As I was studying one of the Torah readings during Pesach, I realized that the Torah does discuss conversion, does approve of it, and does tell us how to accomplish it. It does not do so overtly, however, because it takes conversion for granted. It accepts conversion as a given.
This is what the Torah says in Exodus 12:43-48: “The Lord said to Moses and Aaron: This is the law of the Passover offering: No [non-Israelite] foreigner shall eat of it. But any [non-Israelite] slave a person has bought may eat of it once he has been circumcised. No [non-Israelite] bound or hired laborer shall eat of it….The whole community of Israel shall offer it. If a [non-Israelite] stranger who dwells with you would offer the Passover to the Lord, all his males must be circumcised; then he shall be admitted to offer it; he shall then be as a citizen of the country. But no uncircumcised person may eat of it.”

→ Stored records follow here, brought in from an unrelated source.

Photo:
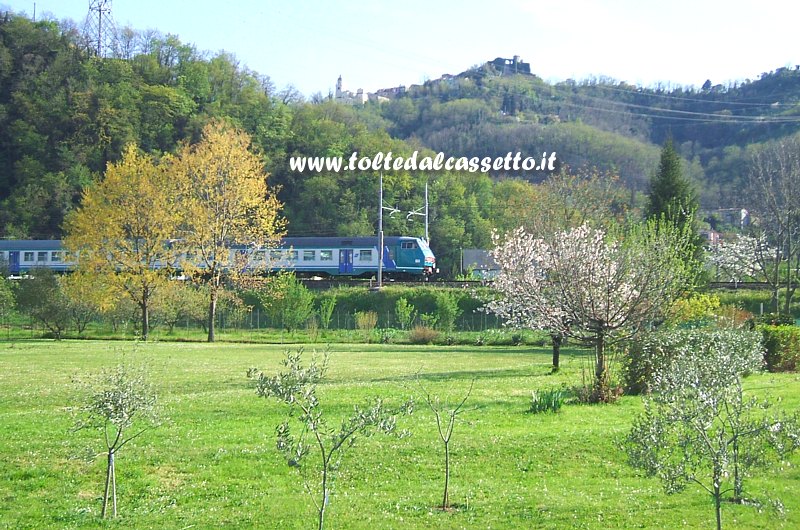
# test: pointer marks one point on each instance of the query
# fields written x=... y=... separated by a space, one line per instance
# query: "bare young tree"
x=297 y=388
x=122 y=406
x=775 y=192
x=445 y=422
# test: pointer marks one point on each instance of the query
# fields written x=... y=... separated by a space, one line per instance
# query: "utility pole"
x=423 y=212
x=99 y=28
x=392 y=211
x=380 y=235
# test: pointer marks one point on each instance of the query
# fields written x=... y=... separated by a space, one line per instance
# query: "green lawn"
x=214 y=464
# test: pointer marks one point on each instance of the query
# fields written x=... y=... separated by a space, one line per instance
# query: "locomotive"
x=403 y=257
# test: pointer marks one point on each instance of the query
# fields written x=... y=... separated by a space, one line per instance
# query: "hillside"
x=64 y=114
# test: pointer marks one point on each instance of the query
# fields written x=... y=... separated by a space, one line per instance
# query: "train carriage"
x=403 y=257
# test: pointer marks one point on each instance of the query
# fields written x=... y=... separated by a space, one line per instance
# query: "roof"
x=317 y=242
x=29 y=244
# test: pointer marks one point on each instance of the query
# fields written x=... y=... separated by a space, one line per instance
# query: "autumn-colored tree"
x=228 y=213
x=87 y=295
x=124 y=226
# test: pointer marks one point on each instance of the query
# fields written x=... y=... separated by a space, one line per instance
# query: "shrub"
x=775 y=319
x=447 y=310
x=287 y=301
x=547 y=400
x=423 y=335
x=696 y=311
x=366 y=320
x=326 y=306
x=656 y=352
x=782 y=344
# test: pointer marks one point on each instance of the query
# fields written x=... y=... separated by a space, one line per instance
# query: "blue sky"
x=382 y=44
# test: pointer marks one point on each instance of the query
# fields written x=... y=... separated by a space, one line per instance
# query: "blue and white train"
x=403 y=257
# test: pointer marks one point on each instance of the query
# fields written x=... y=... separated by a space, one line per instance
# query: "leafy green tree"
x=122 y=405
x=672 y=196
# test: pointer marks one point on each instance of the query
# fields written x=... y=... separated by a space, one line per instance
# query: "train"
x=403 y=257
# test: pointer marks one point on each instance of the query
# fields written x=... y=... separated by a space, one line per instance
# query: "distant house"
x=736 y=217
x=511 y=66
x=347 y=97
x=711 y=238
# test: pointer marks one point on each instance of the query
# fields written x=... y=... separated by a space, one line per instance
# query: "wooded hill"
x=64 y=114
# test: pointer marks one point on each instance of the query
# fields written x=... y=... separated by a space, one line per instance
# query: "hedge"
x=782 y=344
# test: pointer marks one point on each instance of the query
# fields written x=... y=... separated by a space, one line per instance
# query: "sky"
x=379 y=44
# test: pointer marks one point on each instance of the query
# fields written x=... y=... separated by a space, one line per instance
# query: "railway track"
x=330 y=283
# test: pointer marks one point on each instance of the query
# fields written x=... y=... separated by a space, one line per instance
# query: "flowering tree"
x=743 y=257
x=698 y=426
x=592 y=285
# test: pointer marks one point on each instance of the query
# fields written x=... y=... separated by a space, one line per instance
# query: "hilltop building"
x=511 y=66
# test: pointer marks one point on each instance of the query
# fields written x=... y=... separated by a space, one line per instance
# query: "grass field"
x=214 y=464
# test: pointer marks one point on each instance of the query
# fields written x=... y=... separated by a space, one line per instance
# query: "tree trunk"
x=557 y=339
x=145 y=319
x=324 y=497
x=111 y=485
x=109 y=464
x=212 y=314
x=777 y=281
x=600 y=360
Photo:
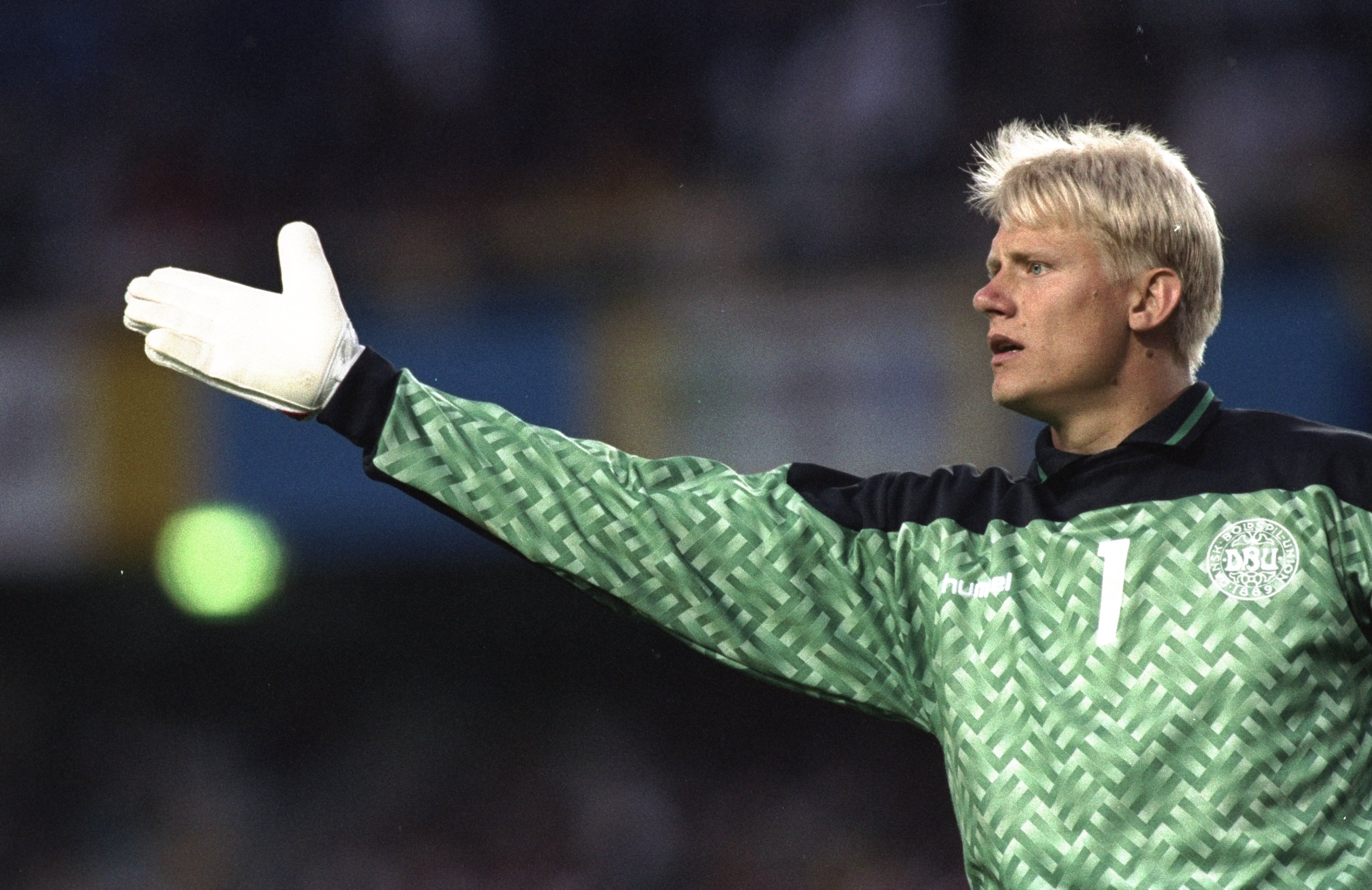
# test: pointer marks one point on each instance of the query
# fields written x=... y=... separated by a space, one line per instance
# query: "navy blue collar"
x=1176 y=426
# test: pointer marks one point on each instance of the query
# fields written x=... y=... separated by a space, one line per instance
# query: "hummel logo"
x=980 y=590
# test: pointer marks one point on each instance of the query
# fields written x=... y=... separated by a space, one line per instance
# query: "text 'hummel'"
x=980 y=590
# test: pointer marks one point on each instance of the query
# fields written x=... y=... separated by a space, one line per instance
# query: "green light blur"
x=217 y=561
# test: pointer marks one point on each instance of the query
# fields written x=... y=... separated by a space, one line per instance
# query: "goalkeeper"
x=1147 y=660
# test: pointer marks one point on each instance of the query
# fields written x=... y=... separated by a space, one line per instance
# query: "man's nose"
x=991 y=300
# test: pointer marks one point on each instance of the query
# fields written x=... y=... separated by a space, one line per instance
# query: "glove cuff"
x=363 y=400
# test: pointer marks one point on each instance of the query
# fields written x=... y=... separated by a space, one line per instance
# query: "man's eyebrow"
x=1016 y=257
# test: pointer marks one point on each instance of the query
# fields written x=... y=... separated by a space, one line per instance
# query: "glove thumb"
x=305 y=273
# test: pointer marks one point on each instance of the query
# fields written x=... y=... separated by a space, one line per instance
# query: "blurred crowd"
x=439 y=143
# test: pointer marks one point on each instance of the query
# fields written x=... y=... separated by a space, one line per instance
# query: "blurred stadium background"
x=730 y=228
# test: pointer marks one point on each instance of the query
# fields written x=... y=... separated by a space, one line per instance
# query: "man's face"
x=1060 y=322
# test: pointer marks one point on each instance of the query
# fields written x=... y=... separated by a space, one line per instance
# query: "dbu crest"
x=1252 y=559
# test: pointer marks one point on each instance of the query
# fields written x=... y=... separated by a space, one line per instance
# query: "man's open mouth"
x=1001 y=345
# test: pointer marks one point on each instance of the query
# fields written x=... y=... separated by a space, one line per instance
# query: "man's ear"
x=1154 y=300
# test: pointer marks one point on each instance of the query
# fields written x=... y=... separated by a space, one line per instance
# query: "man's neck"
x=1105 y=420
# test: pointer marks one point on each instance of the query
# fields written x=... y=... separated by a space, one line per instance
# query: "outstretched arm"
x=739 y=567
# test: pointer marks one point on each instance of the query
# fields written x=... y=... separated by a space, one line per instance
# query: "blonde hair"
x=1128 y=189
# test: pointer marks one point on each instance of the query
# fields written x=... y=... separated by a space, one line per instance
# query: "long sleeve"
x=739 y=567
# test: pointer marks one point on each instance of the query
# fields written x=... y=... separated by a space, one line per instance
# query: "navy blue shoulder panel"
x=1241 y=451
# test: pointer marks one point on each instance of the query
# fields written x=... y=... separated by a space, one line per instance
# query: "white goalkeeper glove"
x=286 y=351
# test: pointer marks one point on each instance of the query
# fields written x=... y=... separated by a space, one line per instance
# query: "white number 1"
x=1112 y=590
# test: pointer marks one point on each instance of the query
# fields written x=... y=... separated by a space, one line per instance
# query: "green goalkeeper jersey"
x=1147 y=668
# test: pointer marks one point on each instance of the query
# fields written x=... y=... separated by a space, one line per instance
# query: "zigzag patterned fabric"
x=1121 y=700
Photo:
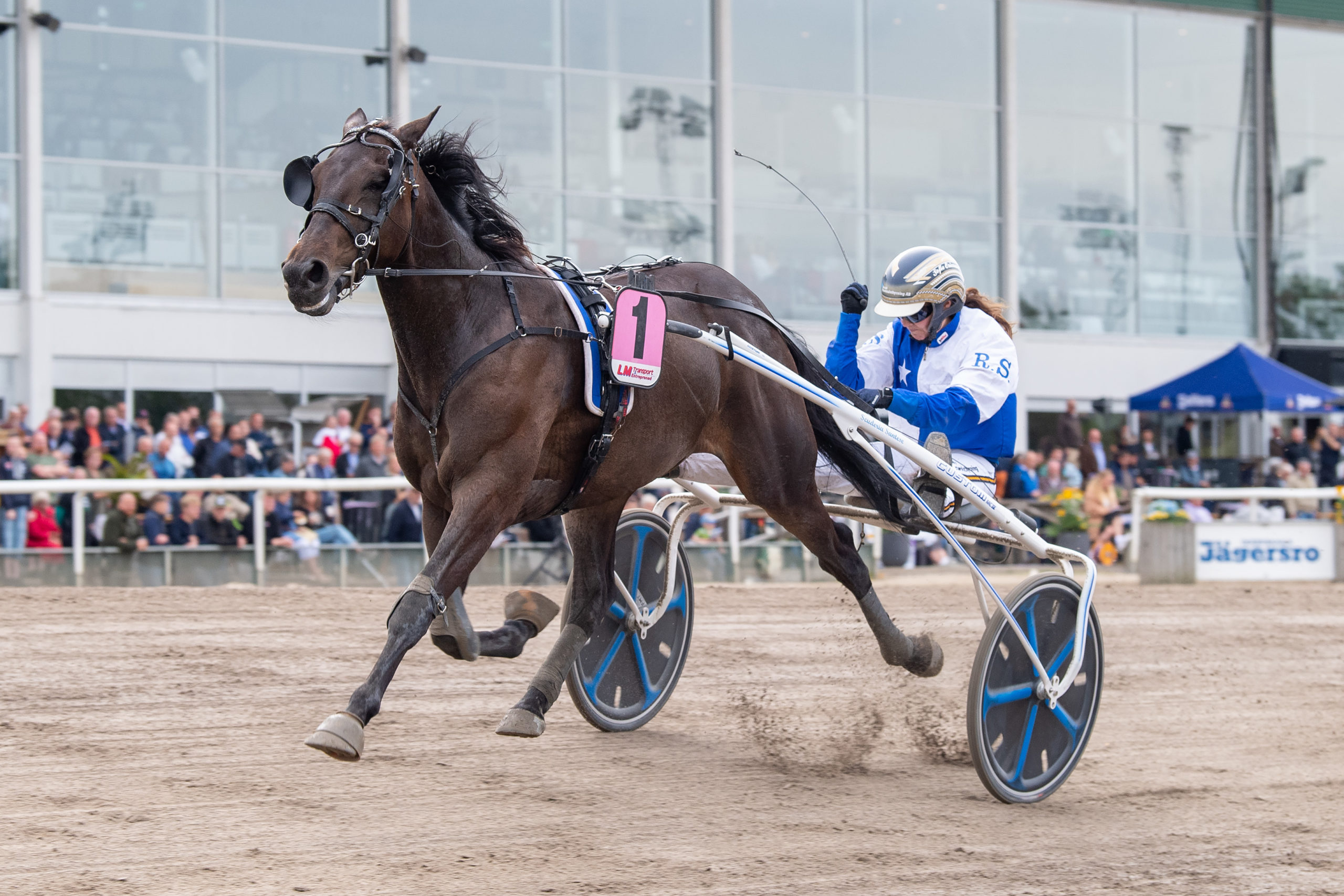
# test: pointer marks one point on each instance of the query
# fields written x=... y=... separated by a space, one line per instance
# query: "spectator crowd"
x=101 y=444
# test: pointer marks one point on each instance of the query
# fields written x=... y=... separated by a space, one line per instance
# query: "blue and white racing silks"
x=963 y=383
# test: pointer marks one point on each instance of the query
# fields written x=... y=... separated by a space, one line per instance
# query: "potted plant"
x=1069 y=527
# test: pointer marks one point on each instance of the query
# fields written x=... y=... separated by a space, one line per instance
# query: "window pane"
x=1309 y=294
x=335 y=23
x=814 y=139
x=258 y=229
x=1195 y=285
x=908 y=59
x=1077 y=170
x=797 y=44
x=929 y=159
x=791 y=260
x=500 y=30
x=1195 y=69
x=1077 y=279
x=637 y=138
x=515 y=116
x=1308 y=73
x=8 y=226
x=111 y=96
x=282 y=104
x=125 y=230
x=973 y=244
x=1074 y=58
x=615 y=35
x=605 y=231
x=7 y=90
x=191 y=16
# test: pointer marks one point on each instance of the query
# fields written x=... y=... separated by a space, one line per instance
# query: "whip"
x=843 y=253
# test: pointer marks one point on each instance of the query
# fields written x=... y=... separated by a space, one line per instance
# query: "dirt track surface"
x=151 y=743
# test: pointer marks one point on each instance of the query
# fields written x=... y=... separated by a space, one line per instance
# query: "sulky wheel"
x=1022 y=749
x=620 y=681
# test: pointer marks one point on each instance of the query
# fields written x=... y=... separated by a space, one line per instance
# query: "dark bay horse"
x=514 y=430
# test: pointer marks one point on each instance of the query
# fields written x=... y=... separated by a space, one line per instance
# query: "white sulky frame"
x=860 y=428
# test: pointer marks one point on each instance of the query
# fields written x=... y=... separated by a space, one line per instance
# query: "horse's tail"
x=853 y=461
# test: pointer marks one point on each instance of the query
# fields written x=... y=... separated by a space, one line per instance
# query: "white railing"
x=1252 y=496
x=258 y=486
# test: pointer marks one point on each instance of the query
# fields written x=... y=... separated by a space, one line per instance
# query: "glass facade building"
x=1121 y=174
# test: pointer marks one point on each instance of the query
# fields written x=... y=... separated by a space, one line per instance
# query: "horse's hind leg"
x=792 y=499
x=592 y=535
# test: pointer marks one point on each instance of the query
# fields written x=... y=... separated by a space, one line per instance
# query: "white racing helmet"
x=917 y=284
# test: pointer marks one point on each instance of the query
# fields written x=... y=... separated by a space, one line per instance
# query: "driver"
x=947 y=367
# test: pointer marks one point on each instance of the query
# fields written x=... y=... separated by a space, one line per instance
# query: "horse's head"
x=359 y=210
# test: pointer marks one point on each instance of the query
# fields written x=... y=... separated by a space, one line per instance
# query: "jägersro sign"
x=1264 y=553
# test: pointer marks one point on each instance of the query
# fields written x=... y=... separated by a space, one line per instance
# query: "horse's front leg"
x=592 y=535
x=481 y=508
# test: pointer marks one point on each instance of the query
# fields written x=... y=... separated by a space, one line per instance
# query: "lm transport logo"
x=1240 y=554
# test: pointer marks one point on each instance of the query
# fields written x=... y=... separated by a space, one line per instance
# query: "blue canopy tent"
x=1240 y=381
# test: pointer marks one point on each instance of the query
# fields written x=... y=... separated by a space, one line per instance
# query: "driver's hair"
x=990 y=307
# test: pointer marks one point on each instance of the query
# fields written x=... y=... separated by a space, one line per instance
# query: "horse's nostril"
x=316 y=273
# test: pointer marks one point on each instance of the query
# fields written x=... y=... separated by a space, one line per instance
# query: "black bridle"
x=299 y=188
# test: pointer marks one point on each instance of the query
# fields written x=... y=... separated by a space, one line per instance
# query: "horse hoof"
x=927 y=657
x=521 y=723
x=531 y=606
x=340 y=736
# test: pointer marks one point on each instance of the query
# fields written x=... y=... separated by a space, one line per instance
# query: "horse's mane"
x=471 y=195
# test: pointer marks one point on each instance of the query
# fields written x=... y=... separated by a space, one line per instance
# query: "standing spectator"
x=123 y=530
x=1069 y=431
x=1148 y=448
x=1297 y=449
x=1186 y=437
x=44 y=530
x=186 y=529
x=219 y=529
x=213 y=449
x=347 y=462
x=405 y=519
x=14 y=508
x=1300 y=477
x=1331 y=437
x=88 y=440
x=1276 y=441
x=45 y=464
x=1093 y=458
x=260 y=445
x=373 y=425
x=113 y=434
x=158 y=519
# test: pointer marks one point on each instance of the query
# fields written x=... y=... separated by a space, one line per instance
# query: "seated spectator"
x=87 y=440
x=44 y=530
x=1191 y=476
x=45 y=464
x=14 y=519
x=1022 y=481
x=405 y=519
x=123 y=530
x=1300 y=477
x=186 y=529
x=160 y=462
x=221 y=527
x=213 y=449
x=158 y=519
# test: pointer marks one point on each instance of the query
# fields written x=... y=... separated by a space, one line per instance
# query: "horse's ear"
x=356 y=120
x=413 y=131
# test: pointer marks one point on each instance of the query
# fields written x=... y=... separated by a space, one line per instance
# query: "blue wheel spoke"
x=1010 y=693
x=649 y=693
x=1026 y=742
x=603 y=667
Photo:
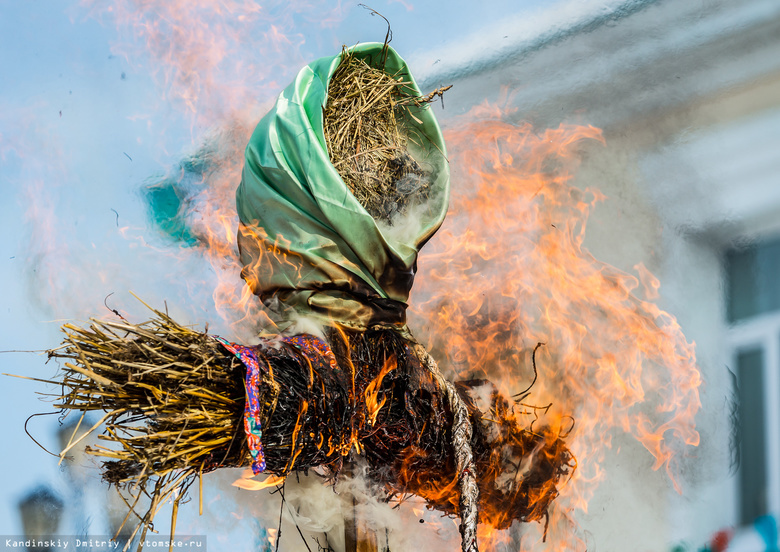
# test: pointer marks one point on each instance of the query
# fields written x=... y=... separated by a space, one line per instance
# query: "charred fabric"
x=350 y=153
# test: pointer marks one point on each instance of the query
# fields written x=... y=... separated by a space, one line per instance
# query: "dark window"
x=752 y=473
x=753 y=280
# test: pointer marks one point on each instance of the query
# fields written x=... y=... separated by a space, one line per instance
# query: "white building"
x=688 y=96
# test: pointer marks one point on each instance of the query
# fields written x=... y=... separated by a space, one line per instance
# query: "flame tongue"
x=508 y=270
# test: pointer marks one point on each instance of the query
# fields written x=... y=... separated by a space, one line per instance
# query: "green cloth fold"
x=308 y=247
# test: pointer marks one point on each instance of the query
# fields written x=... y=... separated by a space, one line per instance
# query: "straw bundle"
x=366 y=131
x=174 y=402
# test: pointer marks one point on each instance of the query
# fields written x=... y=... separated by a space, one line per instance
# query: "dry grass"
x=366 y=132
x=173 y=402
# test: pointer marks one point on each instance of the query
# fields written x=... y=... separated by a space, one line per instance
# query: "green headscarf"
x=308 y=247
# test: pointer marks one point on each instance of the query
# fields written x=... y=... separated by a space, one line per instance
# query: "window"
x=753 y=308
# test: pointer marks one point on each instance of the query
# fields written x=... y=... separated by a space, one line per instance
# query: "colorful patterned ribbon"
x=316 y=351
x=253 y=426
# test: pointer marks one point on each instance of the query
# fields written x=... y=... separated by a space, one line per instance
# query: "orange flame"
x=247 y=482
x=372 y=391
x=508 y=270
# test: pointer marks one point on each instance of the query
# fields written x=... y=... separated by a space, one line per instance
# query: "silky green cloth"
x=308 y=247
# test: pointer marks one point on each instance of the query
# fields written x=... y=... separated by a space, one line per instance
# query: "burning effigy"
x=344 y=181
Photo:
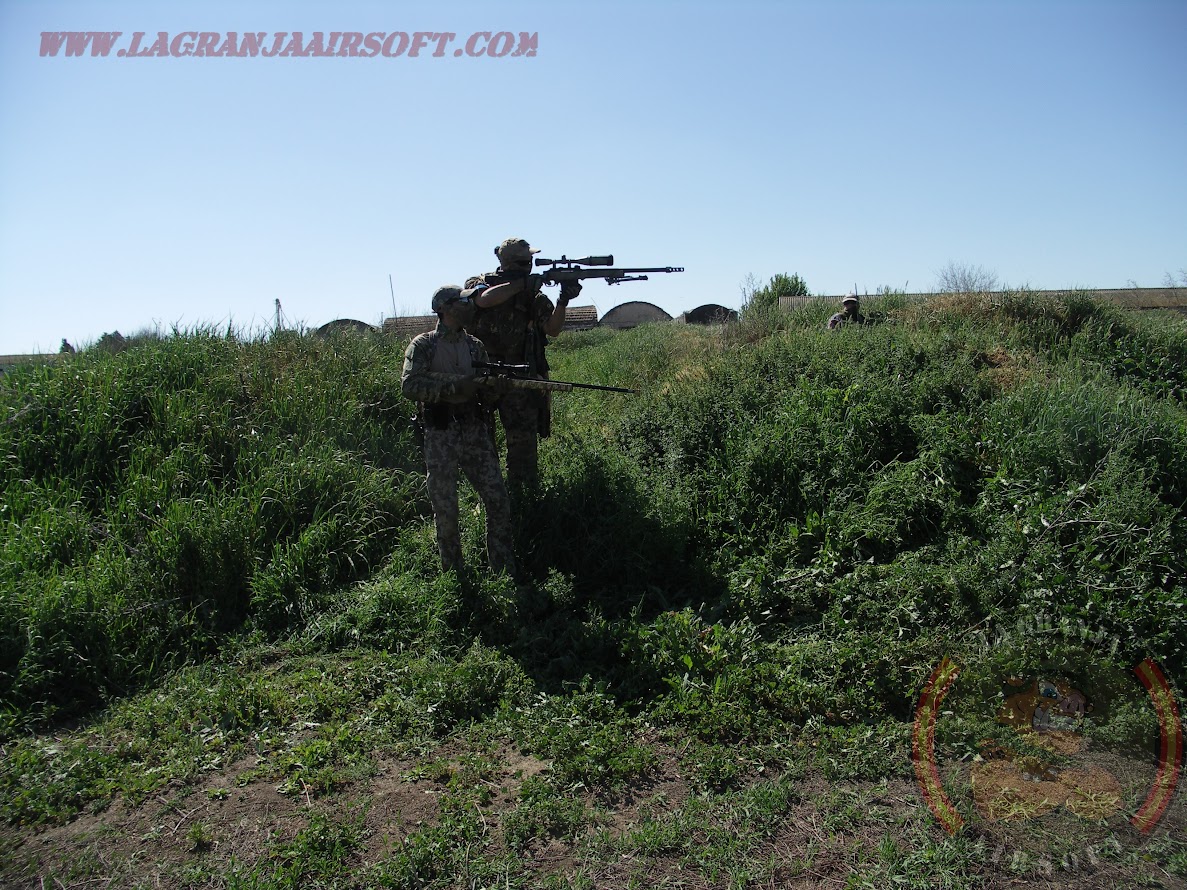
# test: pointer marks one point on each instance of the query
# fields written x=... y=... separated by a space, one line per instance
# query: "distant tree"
x=781 y=285
x=965 y=278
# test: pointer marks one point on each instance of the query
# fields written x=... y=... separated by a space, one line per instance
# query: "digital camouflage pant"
x=520 y=414
x=467 y=445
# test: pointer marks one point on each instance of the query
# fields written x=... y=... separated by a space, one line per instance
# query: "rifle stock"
x=514 y=375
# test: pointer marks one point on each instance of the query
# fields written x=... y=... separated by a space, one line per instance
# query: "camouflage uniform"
x=457 y=434
x=844 y=317
x=514 y=332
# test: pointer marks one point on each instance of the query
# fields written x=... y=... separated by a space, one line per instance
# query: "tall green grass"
x=786 y=527
x=158 y=498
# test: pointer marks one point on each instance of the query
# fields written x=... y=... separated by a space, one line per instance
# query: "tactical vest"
x=503 y=330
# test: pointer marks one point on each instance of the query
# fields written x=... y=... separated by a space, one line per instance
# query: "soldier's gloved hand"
x=569 y=290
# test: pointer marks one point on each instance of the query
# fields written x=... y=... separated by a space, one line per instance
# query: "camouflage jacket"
x=426 y=377
x=513 y=331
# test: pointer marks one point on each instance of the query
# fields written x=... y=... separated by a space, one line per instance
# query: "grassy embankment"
x=219 y=577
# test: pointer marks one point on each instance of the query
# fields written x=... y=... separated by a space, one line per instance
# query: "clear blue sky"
x=849 y=141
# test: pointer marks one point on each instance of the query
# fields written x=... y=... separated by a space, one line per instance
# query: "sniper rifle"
x=565 y=269
x=516 y=377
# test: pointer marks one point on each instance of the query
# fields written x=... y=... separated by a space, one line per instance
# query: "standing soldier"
x=514 y=325
x=439 y=374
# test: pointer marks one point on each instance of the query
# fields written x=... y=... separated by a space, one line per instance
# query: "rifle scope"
x=579 y=261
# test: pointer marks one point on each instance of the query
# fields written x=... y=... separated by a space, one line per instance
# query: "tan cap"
x=515 y=248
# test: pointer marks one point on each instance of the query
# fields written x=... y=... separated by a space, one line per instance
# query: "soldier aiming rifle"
x=515 y=326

Put another way, only Israelites (meaning Jews) may bring the Passover offering. This is not discriminatory; it is simply common sense. The Passover offering recalls the night God passed over Israelite homes, sparing their firstborn the fate of all the other firstborn in Egypt, regardless of nationality. For a non-Jew to bring the Passover offering is akin to thanking God for killing non-Jewish firstborns. If these non-Jews do want to make the offering, however, they must be circumcised first.
In other words, they must convert first.
When the Torah mentions “circumcision,” it refers only to brit milah, the covenant of circumcision, the means by which males become Jews. So when it says non-Jews can bring the Passover offering once they are circumcised, it is talking about conversion and its method. It also is saying that once converted, Israel’s past becomes the convert’s past, as well. His or her firstborn also were saved. He or she, too, left Egypt on the journey to Sinai and the Land of Israel.
Couple this, say, with Deuteronomy 23:8-9, which allows Edomites and Egyptians to enter “the congregation of the Lord in the third generation,” and the activities of Abraham (Maimonides, in Mishneh Torah Laws of Pagan Worship Chapter 1, has Abraham amassing converts 35 years even before we encounter him in Genesis 12). Clearly, the Torah assumes the propriety of conversion and details its method for men. (That immersion in a mikvah is not mentioned in Exodus 12:43-48 probably is because, at that point, there was yet no concept of purity.)
The second aha moment came on the last day of Pesach, when the festival calendar was read from Deuteronomy (verse 16:16). Here is the relevant text: “Three times a year — on the Feast of Unleavened Bread, on the Feast of Weeks, and on the Feast of Booths — all your males shall appear before the Lord your God in the place that He will choose.”
Most everyone accepts that when God tells Moses to speak to the Israelites, He almost always means just the men. If so, why say “all your males shall” here? Why not simply say “you shall”? I believe it is because “you shall” always includes both men and women, unless the commandment involved is gender-specific. Here, males are singled out because otherwise women, too, would be obligated. Yet someone has to stay home and mind the store, or the farm, or the family. In those days, especially, it was a lot easier for the men to leave for several days than it was for the women to do so, and certainly not three times a year.
I just had another aha moment. Could this be what gave someone centuries later the idea to exempt women from most positive time-bound commandments — an exemption the Torah knows nothing about?
If so, this could have a profound effect on the time-bound exemption, because it would limit it to only the most extreme hardships, not merely for such matters as donning tefillin, say.
Seriously, the aha moment is such a wonderful and exhilarating experience. Count the days between now and Shavuot, but also study some Torah and perhaps experience an aha moment or two for yourself.